C. SpamPal has a growing set of Plug-Ins that allow for some nice spam fighting features. I limited my 1st two weeks testing to the core package, but am now in the process of testing several of these, including:
1. Logfile - a plug-in that gives me an ongoing log of what was "touched" by SpamPal's filters and why
2. Notify, which allows me to hear a different sound when I get new "real" mail, vs spam only (most of my activity)
3. URL-Body -- if this works well, this could be a true gem that I'd like to see added to the core package. It allows me to filter by URL's (web links) contained in a message body. This means no matter how many bogus email addresses they use to sell me that breast enlargement cream, the messages are going straight to the SpamTrap.
4. Bayesian -- Sort of the "state of the thought" in Spam aversion. Where other mechanisms rely on static blocking of reported spammers and spam sympathizers, the Bayesian approach is statistical and heuristic.
D. There are some additions that would be nice:
1. a right-click context menu addition to add a message to the blacklist or whitelist, for example. (Since SpamPal works with a wide variety of mail clients(in-between the mailserver and the email client), it's easy to understand why it doesn't have this feature.) It is an annoyance, however, have to open a piece of spam to copy the email address to the clipboard so it can be added to the blacklist. This would probanly have to
2. Likewise, a tool to apply the SpamPal settings to my existing email folders would be wonderful. (Again since SpamPal works with a wide variety of mail clients, it's easy to understand why it doesn't have this feature.)
3. The ability to populate a proforma whitelist from my address/contact book and from anyone with an address entery in my sent file folder (on the theory that if I've send someone a message, I may care to hear a response.)
4. A nice to have compliment would be a country/TLD whitelist. This would allow me to shut out the whole world and permit traffic only from the TLD's I choose. A litte xenophobic, I suppose, but spam made me this way.

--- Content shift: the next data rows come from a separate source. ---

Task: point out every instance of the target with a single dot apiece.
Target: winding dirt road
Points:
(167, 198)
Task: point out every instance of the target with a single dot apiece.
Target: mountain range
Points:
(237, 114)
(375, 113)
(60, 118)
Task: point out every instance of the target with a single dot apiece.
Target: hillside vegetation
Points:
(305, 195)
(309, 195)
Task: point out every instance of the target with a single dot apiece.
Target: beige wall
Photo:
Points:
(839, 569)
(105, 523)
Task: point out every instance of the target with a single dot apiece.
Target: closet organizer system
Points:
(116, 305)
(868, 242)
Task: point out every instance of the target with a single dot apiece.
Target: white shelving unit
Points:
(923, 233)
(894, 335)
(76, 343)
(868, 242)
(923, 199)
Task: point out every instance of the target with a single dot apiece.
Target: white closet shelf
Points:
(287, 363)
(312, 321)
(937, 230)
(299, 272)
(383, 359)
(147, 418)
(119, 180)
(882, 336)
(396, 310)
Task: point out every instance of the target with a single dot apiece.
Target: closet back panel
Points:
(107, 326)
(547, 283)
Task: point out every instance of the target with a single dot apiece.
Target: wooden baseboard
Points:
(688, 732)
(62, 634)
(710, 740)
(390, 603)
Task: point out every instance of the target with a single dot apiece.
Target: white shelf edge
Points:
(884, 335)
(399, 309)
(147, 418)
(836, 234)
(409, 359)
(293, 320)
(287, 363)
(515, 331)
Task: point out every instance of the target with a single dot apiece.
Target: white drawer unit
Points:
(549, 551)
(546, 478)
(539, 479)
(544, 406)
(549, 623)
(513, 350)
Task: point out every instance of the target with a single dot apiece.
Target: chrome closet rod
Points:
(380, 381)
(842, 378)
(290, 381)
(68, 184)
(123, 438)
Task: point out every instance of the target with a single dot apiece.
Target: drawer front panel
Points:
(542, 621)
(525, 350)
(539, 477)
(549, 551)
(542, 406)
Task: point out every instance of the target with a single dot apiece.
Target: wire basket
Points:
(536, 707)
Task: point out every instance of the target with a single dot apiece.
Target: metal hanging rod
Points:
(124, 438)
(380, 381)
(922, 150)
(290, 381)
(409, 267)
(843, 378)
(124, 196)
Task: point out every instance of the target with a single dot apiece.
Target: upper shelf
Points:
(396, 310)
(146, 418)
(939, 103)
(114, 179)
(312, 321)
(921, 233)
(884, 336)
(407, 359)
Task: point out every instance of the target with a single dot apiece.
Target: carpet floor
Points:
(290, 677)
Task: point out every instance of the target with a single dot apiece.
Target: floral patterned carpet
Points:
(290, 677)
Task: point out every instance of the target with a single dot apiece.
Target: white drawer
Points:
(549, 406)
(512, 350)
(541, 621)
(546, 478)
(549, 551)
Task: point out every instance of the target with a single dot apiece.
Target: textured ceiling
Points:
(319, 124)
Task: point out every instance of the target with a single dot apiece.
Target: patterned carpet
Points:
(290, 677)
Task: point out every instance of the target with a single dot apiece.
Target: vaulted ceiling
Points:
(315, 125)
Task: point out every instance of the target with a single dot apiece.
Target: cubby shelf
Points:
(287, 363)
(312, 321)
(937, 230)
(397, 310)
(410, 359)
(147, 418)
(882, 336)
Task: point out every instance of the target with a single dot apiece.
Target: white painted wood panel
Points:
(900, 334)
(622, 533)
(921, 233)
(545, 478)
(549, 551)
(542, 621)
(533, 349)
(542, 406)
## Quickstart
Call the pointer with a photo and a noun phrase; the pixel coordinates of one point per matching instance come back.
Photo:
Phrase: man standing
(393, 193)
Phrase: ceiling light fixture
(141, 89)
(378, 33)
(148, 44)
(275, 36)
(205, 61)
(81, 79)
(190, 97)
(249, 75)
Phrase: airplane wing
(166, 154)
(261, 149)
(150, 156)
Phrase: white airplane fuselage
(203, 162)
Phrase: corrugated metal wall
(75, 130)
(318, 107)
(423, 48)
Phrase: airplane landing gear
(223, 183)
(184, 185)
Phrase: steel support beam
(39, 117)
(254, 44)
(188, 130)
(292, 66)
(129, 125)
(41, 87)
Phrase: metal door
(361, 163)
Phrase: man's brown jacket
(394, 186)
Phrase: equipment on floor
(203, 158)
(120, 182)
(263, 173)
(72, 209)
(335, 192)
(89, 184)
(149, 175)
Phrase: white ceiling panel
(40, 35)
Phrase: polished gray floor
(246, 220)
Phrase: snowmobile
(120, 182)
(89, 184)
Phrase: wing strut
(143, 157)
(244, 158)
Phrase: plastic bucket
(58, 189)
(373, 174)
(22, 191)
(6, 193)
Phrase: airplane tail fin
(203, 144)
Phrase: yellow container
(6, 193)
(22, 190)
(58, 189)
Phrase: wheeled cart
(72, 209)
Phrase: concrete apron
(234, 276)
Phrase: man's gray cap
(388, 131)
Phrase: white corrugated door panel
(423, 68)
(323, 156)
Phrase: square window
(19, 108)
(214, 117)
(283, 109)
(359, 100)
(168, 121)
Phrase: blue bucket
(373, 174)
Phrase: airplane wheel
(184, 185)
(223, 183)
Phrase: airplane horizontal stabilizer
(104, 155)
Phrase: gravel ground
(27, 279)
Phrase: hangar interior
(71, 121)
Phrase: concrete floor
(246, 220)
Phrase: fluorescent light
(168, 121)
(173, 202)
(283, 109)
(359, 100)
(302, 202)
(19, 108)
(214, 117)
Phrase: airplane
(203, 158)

Perhaps the advance most needed in Spam Pal is the recruitment of mailreader specific partners that could implement a tighter interface between specific mailreaders (like Outlook Express) and the Spam Pal engine.
Conclusion
In all, this is probably the most gratifying piece of freeware I've discovered since IrfanView about 5 years back. I've traded my constant state of irriation at newly arrived SPAM for a perverse glee in watching my SPAM Trap grow. This has given me new energy to pursue political solutions to spam, including my enormously popular movement to make SPAM a capital offense.